0089 - Der Dämonenschatz
Der Kerl war nahe. Bill wusste das, und es ärgerte ihn, dass er den Feind nicht entdecken konnte. Vorsichtig schlich Fleming weiter. Der Himmel war von einer zerschlissenen Wolkendecke verhangen. Ab und zu ließ sich die dünne Sichel des Mondes blicken, doch sein Licht war kaum in der Lage, die Nacht zu erhellen. Bill huschte weiter durch den Wald. Plötzlich vernahm er das Knacken eines morschen Astes. Wie ein Schuss hörte sich das an. Fleming, ein blonder, breitschultriger Mann - ganz und gar nicht der Typ des durchschnittlichen Wissenschaftlers, weder trocken noch bleich, noch mager, sondern sportgestählt, wendig und mutig - drehte sich erneut um. Seine Hand glitt in die Hosentasche. Als sie wieder zum Vorschein kam, umschlossen die Finger ein Springmesser. Fleming wusste, dass er damit nichts gegen den Kerl, der hinter ihm her war, ausrichten konnte. Trotzdem ließ er die Klinge blitzschnell aufschnappen.
***
Dann schaute er sich hastig um. Aus der undurchdringlichen Dunkelheit ragten ihm Äste und Zweige entgegen. Wie die Arme von feindseligen Geistern, die ihn packen und nie mehr loslassen wollten.

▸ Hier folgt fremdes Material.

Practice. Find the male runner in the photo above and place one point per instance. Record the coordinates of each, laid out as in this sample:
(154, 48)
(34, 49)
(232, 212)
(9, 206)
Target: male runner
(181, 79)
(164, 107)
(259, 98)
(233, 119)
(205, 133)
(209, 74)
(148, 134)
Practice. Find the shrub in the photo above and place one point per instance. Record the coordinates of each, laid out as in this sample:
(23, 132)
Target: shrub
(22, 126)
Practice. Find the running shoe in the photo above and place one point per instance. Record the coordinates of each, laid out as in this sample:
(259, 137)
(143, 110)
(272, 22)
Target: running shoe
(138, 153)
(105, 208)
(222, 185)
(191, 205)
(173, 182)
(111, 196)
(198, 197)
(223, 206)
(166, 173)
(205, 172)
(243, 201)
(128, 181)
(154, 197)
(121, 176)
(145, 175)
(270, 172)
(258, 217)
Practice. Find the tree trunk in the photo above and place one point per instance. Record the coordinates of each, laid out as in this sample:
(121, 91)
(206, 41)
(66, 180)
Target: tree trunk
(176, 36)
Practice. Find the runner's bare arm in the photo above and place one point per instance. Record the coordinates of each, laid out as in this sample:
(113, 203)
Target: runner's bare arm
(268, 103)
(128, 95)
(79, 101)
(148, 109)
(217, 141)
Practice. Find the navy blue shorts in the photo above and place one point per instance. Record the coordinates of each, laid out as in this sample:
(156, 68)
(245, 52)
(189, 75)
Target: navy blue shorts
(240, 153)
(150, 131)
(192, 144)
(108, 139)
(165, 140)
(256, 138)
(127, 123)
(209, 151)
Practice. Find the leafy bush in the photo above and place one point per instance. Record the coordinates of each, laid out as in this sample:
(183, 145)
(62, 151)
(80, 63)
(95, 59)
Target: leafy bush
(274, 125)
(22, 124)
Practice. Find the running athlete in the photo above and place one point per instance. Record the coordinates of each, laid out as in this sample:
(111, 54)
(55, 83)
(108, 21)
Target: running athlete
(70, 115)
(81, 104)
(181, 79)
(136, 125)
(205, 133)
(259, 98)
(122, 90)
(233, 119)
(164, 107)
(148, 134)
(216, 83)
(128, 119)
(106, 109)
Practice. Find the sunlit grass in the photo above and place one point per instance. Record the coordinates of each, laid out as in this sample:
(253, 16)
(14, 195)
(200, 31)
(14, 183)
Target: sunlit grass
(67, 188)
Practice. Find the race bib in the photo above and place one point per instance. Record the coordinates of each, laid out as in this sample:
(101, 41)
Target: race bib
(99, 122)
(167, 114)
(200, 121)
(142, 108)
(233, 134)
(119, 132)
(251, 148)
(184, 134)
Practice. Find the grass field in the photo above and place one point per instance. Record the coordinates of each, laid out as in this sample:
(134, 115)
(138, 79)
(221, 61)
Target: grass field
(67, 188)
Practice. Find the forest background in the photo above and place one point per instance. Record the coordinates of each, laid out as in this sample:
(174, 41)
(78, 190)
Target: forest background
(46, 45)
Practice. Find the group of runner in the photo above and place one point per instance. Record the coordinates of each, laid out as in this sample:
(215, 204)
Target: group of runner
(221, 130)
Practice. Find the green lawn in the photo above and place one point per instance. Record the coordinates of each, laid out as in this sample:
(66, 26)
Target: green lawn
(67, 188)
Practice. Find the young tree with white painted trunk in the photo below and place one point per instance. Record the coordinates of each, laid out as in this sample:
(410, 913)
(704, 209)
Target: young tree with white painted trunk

Fleming trat an einen der Äste heran. Armdick war das Ding. Genau richtig für das, was Bill vorhatte. Sein Messer zuckte vor. Er schnitt in großer Hast rund um den Ast eine tiefe Kerbe ins Holz.

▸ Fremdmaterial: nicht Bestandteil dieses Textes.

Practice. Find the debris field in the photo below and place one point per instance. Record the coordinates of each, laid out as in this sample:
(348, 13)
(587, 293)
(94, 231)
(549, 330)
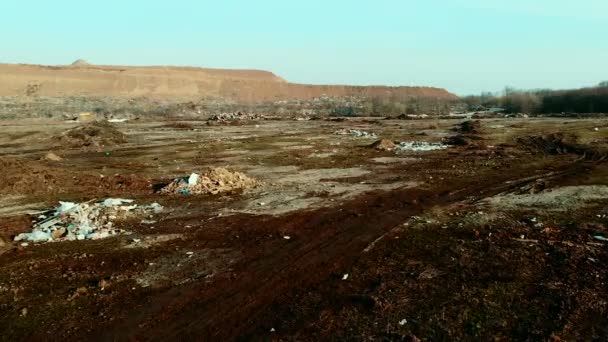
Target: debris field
(350, 229)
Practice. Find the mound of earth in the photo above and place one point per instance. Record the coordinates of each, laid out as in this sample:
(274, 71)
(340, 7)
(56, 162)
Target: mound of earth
(467, 133)
(469, 127)
(215, 181)
(187, 83)
(97, 134)
(39, 177)
(383, 145)
(80, 62)
(50, 156)
(560, 143)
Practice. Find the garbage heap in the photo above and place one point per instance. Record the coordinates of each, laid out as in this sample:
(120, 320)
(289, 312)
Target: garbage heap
(356, 133)
(419, 146)
(238, 116)
(215, 181)
(89, 220)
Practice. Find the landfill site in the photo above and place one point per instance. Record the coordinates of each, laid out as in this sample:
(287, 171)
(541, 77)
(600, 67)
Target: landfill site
(246, 224)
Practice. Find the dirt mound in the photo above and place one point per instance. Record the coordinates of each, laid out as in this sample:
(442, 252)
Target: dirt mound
(50, 156)
(97, 134)
(80, 62)
(468, 134)
(469, 127)
(39, 177)
(214, 181)
(560, 143)
(383, 145)
(185, 83)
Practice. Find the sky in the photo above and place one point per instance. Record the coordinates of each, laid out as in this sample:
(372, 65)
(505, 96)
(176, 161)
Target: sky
(465, 46)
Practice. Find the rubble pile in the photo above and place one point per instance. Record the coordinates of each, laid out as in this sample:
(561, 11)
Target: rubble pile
(89, 220)
(419, 146)
(383, 145)
(97, 134)
(467, 133)
(215, 181)
(238, 116)
(356, 133)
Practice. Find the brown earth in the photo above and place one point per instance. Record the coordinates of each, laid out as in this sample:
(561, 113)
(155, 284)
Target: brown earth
(412, 250)
(181, 82)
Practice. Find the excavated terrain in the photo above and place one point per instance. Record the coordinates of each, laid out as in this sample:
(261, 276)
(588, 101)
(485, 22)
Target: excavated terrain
(500, 240)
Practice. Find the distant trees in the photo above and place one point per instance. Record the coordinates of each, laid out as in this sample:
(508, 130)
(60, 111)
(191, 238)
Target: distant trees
(586, 100)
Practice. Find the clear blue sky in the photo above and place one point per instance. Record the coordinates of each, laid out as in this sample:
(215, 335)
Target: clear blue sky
(466, 46)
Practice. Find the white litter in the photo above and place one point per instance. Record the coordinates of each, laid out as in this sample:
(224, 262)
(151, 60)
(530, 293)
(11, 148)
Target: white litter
(419, 146)
(89, 220)
(356, 133)
(193, 179)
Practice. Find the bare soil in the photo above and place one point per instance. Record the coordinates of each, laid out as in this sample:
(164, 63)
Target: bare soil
(479, 242)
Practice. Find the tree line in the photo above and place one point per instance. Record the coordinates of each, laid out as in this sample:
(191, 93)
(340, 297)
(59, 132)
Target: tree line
(585, 100)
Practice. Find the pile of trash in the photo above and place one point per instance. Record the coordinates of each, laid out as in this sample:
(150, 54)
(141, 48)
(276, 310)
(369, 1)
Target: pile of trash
(89, 220)
(238, 116)
(356, 133)
(214, 181)
(419, 146)
(96, 134)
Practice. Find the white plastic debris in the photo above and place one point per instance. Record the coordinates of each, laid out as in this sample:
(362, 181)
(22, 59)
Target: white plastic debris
(419, 146)
(193, 179)
(356, 133)
(35, 236)
(88, 220)
(111, 202)
(65, 207)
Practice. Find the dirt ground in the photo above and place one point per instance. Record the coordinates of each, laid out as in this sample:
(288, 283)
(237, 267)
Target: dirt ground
(497, 238)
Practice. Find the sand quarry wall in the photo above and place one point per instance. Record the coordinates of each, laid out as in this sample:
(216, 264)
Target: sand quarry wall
(182, 82)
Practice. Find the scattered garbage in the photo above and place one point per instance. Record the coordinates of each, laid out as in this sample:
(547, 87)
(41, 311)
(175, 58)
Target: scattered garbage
(50, 156)
(383, 145)
(214, 181)
(419, 146)
(356, 133)
(238, 116)
(89, 220)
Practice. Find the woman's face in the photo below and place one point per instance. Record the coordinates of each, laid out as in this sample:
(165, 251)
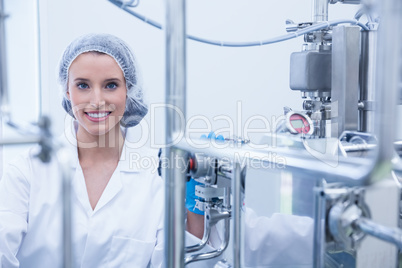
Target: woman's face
(97, 91)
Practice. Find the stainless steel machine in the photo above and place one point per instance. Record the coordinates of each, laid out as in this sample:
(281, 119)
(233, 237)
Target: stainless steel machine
(342, 143)
(338, 155)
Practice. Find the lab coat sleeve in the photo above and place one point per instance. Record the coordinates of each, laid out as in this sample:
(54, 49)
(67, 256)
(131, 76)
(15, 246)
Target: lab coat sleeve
(14, 202)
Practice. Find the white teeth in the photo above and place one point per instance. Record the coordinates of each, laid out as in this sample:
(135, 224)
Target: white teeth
(98, 115)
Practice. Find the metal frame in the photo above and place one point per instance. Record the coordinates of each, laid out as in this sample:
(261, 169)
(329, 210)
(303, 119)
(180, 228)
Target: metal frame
(38, 134)
(387, 78)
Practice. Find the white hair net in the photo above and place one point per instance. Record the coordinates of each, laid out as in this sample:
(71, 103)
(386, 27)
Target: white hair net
(136, 109)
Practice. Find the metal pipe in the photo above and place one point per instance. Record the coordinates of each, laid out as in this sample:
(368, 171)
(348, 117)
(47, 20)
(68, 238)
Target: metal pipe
(319, 225)
(350, 171)
(16, 141)
(205, 236)
(4, 104)
(320, 10)
(215, 253)
(236, 210)
(63, 160)
(392, 235)
(175, 178)
(387, 80)
(367, 80)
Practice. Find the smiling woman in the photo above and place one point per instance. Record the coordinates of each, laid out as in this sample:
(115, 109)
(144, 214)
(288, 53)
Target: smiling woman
(117, 207)
(97, 91)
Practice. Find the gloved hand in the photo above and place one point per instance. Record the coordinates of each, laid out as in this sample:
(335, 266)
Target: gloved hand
(191, 198)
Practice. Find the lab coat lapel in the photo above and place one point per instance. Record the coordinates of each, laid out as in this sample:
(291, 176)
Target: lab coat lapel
(80, 190)
(112, 189)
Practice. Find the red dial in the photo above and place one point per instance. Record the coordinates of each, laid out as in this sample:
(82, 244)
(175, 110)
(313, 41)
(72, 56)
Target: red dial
(299, 123)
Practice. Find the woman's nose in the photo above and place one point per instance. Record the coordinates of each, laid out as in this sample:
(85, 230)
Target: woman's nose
(97, 99)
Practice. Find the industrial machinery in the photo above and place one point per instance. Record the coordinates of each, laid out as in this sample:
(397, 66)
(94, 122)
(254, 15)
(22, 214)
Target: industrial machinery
(338, 153)
(341, 145)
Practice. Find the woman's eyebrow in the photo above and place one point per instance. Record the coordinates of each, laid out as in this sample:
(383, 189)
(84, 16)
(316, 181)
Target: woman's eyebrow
(112, 80)
(81, 79)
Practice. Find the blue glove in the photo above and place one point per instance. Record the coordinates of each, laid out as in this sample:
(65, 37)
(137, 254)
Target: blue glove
(191, 197)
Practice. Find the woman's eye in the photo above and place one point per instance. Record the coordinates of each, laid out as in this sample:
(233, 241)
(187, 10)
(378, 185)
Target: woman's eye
(82, 85)
(111, 85)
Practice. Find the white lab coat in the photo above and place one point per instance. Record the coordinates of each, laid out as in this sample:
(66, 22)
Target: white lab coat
(124, 230)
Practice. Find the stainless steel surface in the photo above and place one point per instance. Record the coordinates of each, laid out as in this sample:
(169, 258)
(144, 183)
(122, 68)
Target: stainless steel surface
(205, 236)
(345, 79)
(215, 253)
(350, 171)
(4, 109)
(236, 210)
(367, 80)
(392, 235)
(354, 2)
(310, 71)
(388, 76)
(175, 176)
(320, 10)
(319, 225)
(63, 160)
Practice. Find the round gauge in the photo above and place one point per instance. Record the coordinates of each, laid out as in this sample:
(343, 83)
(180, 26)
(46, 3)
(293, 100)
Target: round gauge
(299, 123)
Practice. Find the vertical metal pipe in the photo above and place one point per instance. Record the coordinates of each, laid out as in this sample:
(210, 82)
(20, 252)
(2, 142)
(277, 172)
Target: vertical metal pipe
(63, 160)
(388, 77)
(320, 10)
(176, 97)
(319, 226)
(4, 109)
(367, 80)
(236, 210)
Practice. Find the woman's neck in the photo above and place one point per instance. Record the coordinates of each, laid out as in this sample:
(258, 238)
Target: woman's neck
(94, 148)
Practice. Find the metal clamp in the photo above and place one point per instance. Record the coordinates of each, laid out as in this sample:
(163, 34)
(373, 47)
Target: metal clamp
(342, 216)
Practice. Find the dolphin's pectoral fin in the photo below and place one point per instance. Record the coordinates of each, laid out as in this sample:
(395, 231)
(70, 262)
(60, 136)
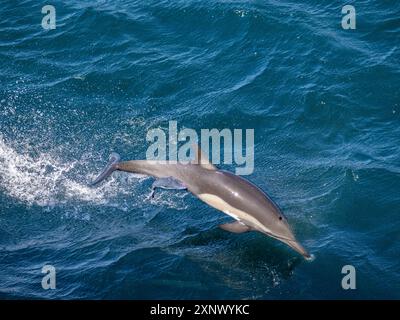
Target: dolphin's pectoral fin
(236, 227)
(167, 183)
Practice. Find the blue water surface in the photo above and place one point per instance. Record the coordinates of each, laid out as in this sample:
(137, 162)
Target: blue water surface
(324, 103)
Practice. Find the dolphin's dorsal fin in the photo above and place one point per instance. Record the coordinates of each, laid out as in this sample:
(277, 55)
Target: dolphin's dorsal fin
(235, 227)
(202, 159)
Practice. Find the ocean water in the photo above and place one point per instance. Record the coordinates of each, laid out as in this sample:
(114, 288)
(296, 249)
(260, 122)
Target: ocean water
(324, 103)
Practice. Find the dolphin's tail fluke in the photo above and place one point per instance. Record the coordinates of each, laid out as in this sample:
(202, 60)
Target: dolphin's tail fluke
(109, 168)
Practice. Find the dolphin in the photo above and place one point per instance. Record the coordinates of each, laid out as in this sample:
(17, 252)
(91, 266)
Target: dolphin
(252, 209)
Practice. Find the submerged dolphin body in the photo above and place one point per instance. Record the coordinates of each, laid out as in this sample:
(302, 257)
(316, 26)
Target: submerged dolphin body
(252, 209)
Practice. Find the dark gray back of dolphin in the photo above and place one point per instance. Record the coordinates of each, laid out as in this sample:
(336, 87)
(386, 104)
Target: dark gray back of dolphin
(232, 194)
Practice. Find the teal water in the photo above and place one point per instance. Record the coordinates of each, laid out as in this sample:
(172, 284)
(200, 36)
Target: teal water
(324, 104)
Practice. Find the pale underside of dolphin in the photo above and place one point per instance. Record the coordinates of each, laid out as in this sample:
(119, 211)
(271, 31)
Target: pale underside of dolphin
(251, 208)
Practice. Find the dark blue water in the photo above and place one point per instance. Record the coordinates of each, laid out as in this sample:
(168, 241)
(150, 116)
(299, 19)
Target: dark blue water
(324, 103)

Irgendwo in der Dunkelheit des gefahrvollen Waldes knackte erneut ein morsches Holz. Bill kümmerte sich nicht darum. Er beeilte sich, schnitt eine immer tiefere Kerbe in das Holz, während sich seine Stirn mit Schweißperlen zu bedecken begann.
Eine verdammt haarige Sache war das, in die er da geraten war, und er konnte nur zu Gott und allen Heiligen beten, dass sie ihm beistanden, wenn es in wenigen Minuten zur Entscheidung kommen würde.

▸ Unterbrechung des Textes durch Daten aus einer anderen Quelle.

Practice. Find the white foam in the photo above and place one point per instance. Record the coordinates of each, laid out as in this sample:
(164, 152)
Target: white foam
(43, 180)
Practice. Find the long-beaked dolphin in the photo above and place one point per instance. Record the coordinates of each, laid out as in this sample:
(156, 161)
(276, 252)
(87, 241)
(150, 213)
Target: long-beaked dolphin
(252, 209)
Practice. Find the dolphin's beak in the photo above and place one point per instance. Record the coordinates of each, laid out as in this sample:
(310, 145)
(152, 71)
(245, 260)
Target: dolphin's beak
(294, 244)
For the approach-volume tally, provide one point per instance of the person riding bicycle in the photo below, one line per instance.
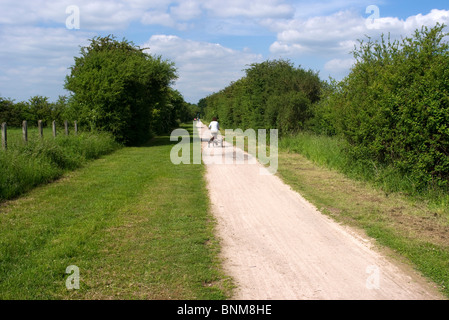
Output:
(214, 127)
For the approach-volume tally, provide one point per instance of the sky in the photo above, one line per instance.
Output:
(211, 42)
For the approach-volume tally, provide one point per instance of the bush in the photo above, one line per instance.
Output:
(393, 108)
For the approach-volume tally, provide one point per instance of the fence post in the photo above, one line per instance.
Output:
(40, 129)
(4, 136)
(53, 125)
(25, 130)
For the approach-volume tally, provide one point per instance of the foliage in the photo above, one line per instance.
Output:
(121, 89)
(393, 107)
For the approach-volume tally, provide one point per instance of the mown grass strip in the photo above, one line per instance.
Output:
(136, 226)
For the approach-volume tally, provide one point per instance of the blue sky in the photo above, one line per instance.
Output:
(211, 42)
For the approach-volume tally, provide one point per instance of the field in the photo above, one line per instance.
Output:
(136, 226)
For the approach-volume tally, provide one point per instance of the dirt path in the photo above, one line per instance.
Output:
(278, 246)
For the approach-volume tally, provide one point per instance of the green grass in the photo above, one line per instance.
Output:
(136, 226)
(375, 200)
(26, 165)
(331, 152)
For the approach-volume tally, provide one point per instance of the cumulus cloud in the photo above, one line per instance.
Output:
(338, 32)
(203, 67)
(35, 60)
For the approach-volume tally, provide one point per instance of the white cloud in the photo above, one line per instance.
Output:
(203, 67)
(35, 60)
(337, 33)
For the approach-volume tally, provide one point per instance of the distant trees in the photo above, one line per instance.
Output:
(393, 107)
(273, 94)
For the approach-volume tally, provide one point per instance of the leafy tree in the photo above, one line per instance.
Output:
(393, 107)
(121, 89)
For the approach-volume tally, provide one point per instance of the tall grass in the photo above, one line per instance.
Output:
(332, 152)
(26, 165)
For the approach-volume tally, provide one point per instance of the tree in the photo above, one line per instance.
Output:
(119, 88)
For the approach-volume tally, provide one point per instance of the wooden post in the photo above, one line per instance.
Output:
(53, 125)
(25, 130)
(4, 136)
(40, 129)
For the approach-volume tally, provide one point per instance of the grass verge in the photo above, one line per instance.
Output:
(136, 226)
(416, 228)
(26, 165)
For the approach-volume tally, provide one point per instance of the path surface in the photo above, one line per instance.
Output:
(278, 246)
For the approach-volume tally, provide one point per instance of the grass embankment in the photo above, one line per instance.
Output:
(377, 200)
(26, 165)
(136, 226)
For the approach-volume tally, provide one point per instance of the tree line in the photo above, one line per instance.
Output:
(392, 108)
(115, 87)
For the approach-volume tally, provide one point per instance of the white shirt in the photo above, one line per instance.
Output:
(214, 126)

Bill spürte sein heißes Blut in den Ohren rauschen. Er fühlte, wie es in seiner Halsschlagader pochte, und er befürchtete, dass dieses Pochen ihn verraten könnte.
So schnell es ihm möglich war, säbelte er mit seinem Springmesser an dem Ast herum. Der Unhold kam näher. Nach wie vor stellte er es so geschickt an, dass er nicht zu sehen war. Aber Bill Fleming fühlte den unangenehmen Hauch des Todes, der von dem gefährlichen Wesen, das hinter ihm her war, ausging.
Bill schnitzte verbissen weiter. Sein Atem ging heftig. Die Hand schmerzte ihn, denn solche Anstrengungen war er nicht gewöhnt. Er ging zwar zu Hause zweimal wöchentlich ins Fitnesscenter und stemmte da alle möglichen Gewichte, aber das war eben doch eine andere Tätigkeit als diese hier.
Endlich hatte sich die Messerklinge tief genug in das Holz hineingearbeitet.
Der Ast ließ sich drehen. Bills Herz klopfte vor Freude hoch oben in seinem Hals.
Größte Eile war geboten. Bill drehte den Ast mit schraubenden Bewegungen, während er mit seinem Springmesser Faser um Faser des frischen, jungen, widerstandsfähigen Holzes durchtrennte.
Endlich gab es einen knirschenden Laut, und der Ast war ab.
Ein unheimliches Zischen flog durch die Nacht. Bill drehte sich um. Weit aufgerissen waren jetzt seine Augen. Sie suchten angestrengt den gefährlichen Gegner, der ihm nach dem Leben trachtete.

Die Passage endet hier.